DOI: 10.1186/1471-2369-14-31

Received: 10 August 2012

Accepted: 31 January 2013

Published: 4 February 2013

Abstract

Background

Contrast-enhanced radiographic examinations carry the risk of contrast-associated acute kidney injury (CA-AKI). While CA-AKI is a well-known complication outside the intensive care unit (ICU) setting, data on CA-AKI in ICU patients are scarce. Our aim was to assess the incidence and short-term outcome of CA-AKI in a mixed medical-surgical ICU population.

Methods

We conducted a single-center retrospective analysis between September 2006 and December 2008 on adult patients who underwent a contrast-enhanced computed tomography for urgent diagnostic purposes. CA-AKI was defined as either a relative increment in serum creatinine of ≥ 25% or an absolute increment in serum creatinine of ≥ 0.3 mg/dL within 48 hrs after contrast administration. ICU mortality rates of patients with and without CA-AKI were compared in univariate and multivariate analyses. The need for renal replacement therapy (RRT) was also recorded.

Results

CA-AKI occurred in 24/143 (16.8%) patients. Coexisting risk factors for kidney injury, such as sepsis, nephrotoxic drugs and hemodynamic failure were commonly observed in patients who developed CA-AKI. ICU mortality was significantly higher in patients with than in those without CA-AKI (50% vs 21%, p = 0.004).

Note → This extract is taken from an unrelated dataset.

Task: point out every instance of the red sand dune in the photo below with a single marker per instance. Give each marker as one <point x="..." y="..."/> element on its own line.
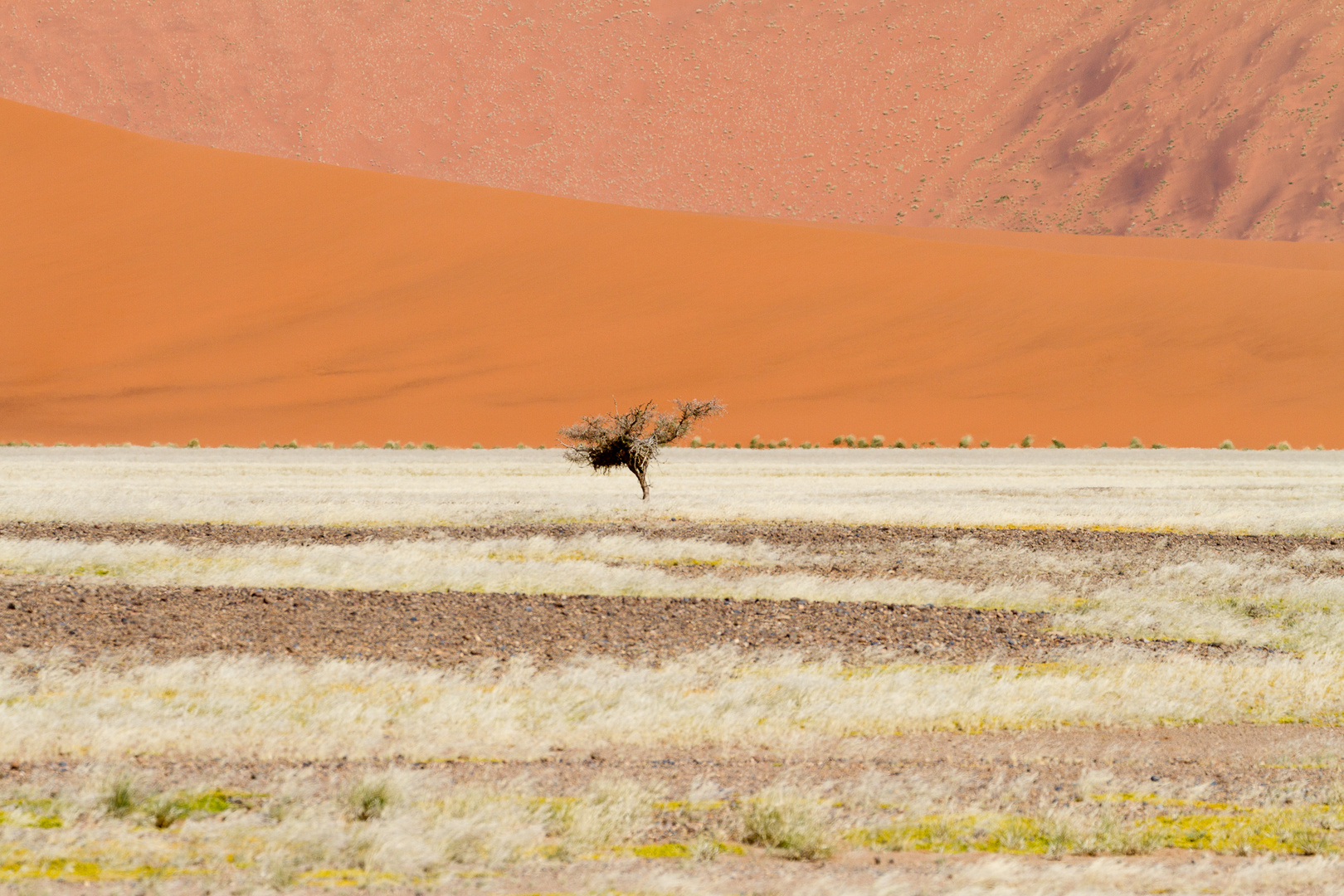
<point x="1146" y="117"/>
<point x="158" y="290"/>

In multivariate logistic regression, CA-AKI remained associated with ICU mortality (odds ratio: 3.48, 95% confidence interval: 1.10-11.46, p = 0.04). RRT was required in 7 (29.2%) patients with CA-AKI.

Conclusions

In our cohort, CA-AKI was a frequent complication. It was associated with a poor short-term outcome and seemed to occur mainly when multiple risk factors for kidney injury were present. Administration of ICM should be considered as a potential high-risk procedure and not as a routine innocuous practice in ICU patients.

Keywords

Acute kidney injury Contrast-associated acute kidney injury Intensive car unit Mortality Outcome

Background

Acute kidney injury (AKI) is a frequent complication in both general and intensive care unit (ICU) patients, that significantly contributes to morbidity and mortality [15].

Among the multiple causes of hospital-acquired AKI, administration of iodinated contrast media (ICM) has been found to be the third commonest one [6], and contrast-associated AKI (CA-AKI) has been reported to be responsible for a 5.5-fold increased risk of death [7].

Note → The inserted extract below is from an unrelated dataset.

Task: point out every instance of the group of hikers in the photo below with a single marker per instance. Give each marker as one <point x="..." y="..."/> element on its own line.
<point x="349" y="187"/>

In the specific ICU setting, administration of ICM to patients with otherwise multiple risk factors for AKI (sepsis, nephrotoxic drugs, and hemodynamic failure) may be even more deleterious. Paradoxically, few studies [814] have focused on CA-AKI in these high-risk patients, who very frequently undergo contrast-enhanced computed tomography (CT). Moreover, both the incidence and outcome of CA-AKI vary widely across studies according to case mix and definitions of AKI.

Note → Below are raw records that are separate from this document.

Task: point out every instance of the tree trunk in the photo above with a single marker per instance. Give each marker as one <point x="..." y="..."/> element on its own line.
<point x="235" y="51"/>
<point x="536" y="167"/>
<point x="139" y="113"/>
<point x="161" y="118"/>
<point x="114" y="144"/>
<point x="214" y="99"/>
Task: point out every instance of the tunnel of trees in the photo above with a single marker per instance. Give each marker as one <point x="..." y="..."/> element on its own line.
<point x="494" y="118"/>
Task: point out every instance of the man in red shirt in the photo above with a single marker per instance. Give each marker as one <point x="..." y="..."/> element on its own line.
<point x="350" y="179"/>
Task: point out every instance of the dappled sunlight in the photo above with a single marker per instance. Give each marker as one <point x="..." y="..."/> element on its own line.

Despite CA-AKI being a well-known complication outside the ICU, the paucity and the discrepancy of data in the ICU justifies additional data. The aim of this study was to evaluate the incidence and short-term outcome of CA-AKI in a mixed medical-surgical ICU population.

Methods

Study design and patients

This retrospective study was carried out in the medical-surgical ICU of the Avicenne teaching hospital (Bobigny, France). All adult patients who required a contrast-enhanced CT for urgent diagnostic purposes between September 2006 and December 2008 were eligible for inclusion. Patients with coronary or non coronary angiography were not considered because they do not correspond to our usual patient population. Exclusion criteria were: history of chronic kidney disease, AKI with or without renal replacement therapy (RRT) before administration of ICM, and multiple administrations of ICM. For patients who were admitted more than once to the ICU, only the first ICU stay was included in the analysis.

The decision to perform a contrast-enhanced CT was left at the attending physicians’ discretion. During the whole study period, iso-osmolar media only were used. There were no written protocols for either CA-AKI prevention or dosing of ICM. Indications for and modalities of RRT were also left at the attending physicians’ discretion. No patient received “prophylactic” RRT after administration of ICM.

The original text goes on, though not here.